Uma ordem de prioridade que funciona:

  • Essencial: cadastro de clientes ativos e seus veículos.
  • Muito útil: histórico de serviços dos últimos anos, que alimenta lembrete de revisão e diagnóstico.
  • Importante: saldo e cadastro de estoque, com inventário físico como base.
  • Necessário: contas a pagar e a receber em aberto.
  • Opcional: histórico antigo, que pode permanecer consultável no formato original.

Migração é a hora de limpar

Base antiga acumula duplicidade, telefone desatualizado, cliente cadastrado três vezes com grafias diferentes. Transportar isso apenas leva a bagunça para um lugar novo.

Vale aproveitar para deduplicar, padronizar formato de telefone e placa, e descartar registros sem utilidade. É trabalhoso uma vez e evita conviver com a sujeira por anos.

Quando não existe base digital

Muita oficina vem de caderno e fichário. Nesse caso, digitar todo o passado é inviável e desnecessário.

O caminho prático é cadastrar cada cliente na primeira visita depois da implantação, aproveitando o atendimento que já está acontecendo. Em poucos meses a base ativa está formada — e ela contém exatamente quem ainda é cliente.

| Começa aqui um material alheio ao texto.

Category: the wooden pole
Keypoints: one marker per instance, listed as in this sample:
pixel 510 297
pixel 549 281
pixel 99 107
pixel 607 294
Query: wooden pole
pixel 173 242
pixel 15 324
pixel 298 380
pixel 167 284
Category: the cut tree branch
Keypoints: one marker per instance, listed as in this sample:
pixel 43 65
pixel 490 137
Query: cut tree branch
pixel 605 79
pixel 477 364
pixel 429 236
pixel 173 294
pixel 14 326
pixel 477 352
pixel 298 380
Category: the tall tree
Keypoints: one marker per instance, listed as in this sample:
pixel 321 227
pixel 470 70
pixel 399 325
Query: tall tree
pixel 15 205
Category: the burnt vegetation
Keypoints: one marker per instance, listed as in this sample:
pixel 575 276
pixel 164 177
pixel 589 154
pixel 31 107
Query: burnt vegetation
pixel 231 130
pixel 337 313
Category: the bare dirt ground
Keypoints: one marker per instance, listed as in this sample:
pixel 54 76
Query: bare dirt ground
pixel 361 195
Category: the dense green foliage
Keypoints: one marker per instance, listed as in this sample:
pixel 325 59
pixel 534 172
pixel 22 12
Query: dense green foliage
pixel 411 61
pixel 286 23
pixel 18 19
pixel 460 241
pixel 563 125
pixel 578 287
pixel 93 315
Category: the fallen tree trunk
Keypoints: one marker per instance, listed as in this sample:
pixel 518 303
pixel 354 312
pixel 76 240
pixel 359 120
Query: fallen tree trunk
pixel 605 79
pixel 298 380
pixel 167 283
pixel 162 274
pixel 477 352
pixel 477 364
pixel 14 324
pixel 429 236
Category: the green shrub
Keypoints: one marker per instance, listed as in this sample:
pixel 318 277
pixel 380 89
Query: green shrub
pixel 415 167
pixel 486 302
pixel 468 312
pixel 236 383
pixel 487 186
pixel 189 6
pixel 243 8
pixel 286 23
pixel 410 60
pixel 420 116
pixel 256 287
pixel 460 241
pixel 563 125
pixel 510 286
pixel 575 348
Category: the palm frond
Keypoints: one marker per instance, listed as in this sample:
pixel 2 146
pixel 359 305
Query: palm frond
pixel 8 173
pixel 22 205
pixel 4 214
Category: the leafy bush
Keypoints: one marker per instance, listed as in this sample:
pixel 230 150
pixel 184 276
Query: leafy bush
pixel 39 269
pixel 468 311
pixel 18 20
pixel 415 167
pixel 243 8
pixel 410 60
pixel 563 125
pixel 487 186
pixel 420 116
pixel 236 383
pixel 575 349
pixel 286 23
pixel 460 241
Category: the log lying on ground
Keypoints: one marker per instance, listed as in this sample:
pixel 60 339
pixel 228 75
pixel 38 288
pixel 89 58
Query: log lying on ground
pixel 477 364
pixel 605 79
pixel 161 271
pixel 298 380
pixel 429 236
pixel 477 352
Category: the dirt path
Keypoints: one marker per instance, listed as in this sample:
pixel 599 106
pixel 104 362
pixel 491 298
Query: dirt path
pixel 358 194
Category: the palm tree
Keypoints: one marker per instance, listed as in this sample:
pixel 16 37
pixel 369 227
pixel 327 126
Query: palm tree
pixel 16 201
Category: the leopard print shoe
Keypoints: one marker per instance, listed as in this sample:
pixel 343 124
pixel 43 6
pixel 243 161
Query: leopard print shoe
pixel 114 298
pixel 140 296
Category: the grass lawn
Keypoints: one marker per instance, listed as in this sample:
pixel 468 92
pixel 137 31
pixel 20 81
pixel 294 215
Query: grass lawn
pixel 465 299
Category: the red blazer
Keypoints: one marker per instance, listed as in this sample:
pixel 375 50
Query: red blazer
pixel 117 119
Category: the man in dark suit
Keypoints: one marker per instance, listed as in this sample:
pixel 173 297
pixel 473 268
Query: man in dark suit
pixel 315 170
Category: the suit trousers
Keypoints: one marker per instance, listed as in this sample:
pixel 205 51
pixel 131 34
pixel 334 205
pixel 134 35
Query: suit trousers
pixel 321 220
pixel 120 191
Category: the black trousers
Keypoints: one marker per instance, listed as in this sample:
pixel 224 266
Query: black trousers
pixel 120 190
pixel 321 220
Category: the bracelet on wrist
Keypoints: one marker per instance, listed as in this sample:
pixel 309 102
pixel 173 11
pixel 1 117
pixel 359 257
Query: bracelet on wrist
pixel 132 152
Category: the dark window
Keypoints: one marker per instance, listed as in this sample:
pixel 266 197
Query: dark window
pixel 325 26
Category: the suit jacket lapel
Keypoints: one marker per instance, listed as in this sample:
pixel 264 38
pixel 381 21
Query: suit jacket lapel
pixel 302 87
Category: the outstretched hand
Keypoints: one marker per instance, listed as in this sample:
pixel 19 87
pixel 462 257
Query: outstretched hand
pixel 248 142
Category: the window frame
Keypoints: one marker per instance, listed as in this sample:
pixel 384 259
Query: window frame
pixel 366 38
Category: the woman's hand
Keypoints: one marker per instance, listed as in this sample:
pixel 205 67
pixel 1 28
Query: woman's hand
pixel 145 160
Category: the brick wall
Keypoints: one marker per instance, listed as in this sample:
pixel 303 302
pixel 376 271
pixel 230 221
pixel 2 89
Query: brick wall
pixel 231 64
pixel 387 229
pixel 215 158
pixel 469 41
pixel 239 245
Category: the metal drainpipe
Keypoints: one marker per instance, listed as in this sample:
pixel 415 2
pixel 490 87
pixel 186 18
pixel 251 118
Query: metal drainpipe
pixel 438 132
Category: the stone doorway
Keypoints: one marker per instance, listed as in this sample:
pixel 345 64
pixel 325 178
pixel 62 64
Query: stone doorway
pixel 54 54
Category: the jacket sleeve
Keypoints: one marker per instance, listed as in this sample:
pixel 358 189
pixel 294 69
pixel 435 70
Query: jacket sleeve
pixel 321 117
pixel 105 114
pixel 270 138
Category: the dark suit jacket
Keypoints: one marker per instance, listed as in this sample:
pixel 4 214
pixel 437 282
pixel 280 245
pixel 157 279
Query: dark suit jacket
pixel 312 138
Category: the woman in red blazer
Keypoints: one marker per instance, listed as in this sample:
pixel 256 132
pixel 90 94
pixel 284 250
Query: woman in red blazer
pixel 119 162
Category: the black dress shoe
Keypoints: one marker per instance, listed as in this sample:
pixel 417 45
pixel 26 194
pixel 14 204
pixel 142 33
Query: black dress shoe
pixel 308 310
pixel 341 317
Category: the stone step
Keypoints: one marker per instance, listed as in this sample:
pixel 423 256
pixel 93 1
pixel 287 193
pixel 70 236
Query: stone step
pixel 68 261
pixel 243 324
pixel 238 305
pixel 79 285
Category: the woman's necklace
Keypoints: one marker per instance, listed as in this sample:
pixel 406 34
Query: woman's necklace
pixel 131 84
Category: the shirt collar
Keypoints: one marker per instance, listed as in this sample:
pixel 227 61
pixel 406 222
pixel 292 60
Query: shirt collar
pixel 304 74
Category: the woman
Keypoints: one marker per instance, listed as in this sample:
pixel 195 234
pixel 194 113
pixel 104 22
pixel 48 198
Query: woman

Conferência depois da carga

Migração precisa ser verificada, não presumida. Alguns testes simples:

  • Comparar a contagem de registros antes e depois.
  • Conferir alguns cadastros manualmente, ponta a ponta.
  • Verificar acentuação e caracteres especiais, que quebram com frequência.
  • Checar se o histórico ficou vinculado ao veículo certo.
  • Conferir se valores e datas mantiveram o formato correto.

Mantenha a base antiga por um tempo

Não descarte o sistema ou os arquivos anteriores logo após a migração. Manter acesso de consulta por alguns meses resolve as dúvidas que inevitavelmente aparecem — e evita descobrir tarde demais que algo não veio.